What touches the network
Worth knowing the exact surface area:
- Model inference — embeddings (Marengo) and Pegasus analysis call TwelveLabs APIs. LLM planning calls Claude by default via TwelveLabs Cloud's Bedrock proxy (no Anthropic key needed); if you provide your own Anthropic or OpenAI key, calls go directly to that provider instead.
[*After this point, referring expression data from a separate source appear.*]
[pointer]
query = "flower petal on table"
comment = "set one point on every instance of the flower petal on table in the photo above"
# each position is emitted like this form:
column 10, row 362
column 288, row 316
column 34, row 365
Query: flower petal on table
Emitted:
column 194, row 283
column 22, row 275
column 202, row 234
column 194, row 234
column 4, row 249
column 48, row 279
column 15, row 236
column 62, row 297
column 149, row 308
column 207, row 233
Footage is uploaded to TwelveLabs at ingest time for every project (the unified
/assetsupload feeds Embed v2, Pegasus, and the Knowledge Store); the Jockey engine reasons over that same KS at run time. - Sign-in & telemetry — Studio authenticates against TwelveLabs Cloud at startup and sends pseudonymous usage events (event types + numerics + enums; no video, no file paths, no PII).
- Publishing — only when you explicitly publish: the rendered MP4 is uploaded to S3 and a public URL is created.
- Updates — a once-a-day check against the release portal for a new version. Manual checks are also possible (Settings → Account → About).
Beyond those four, nothing else leaves your Mac. The cloud-side analytics dashboard only ever sees aggregate event types — never your library or your edits.
Studio vs. a traditional NLE
Studio isn't trying to replace Final Cut Pro or DaVinci Resolve. It's a front-of-pipeline tool that turns a library into a draft. The typical workflow is to run Studio to get to a first cut, then export FCPXML / EDL into your NLE for finishing — color, sound design, motion graphics.
The framing is editing over your library, not editing over a timeline. Studio's job is reading a deep footage library and producing the short cut you actually want; refining that cut is what finishing tools are for.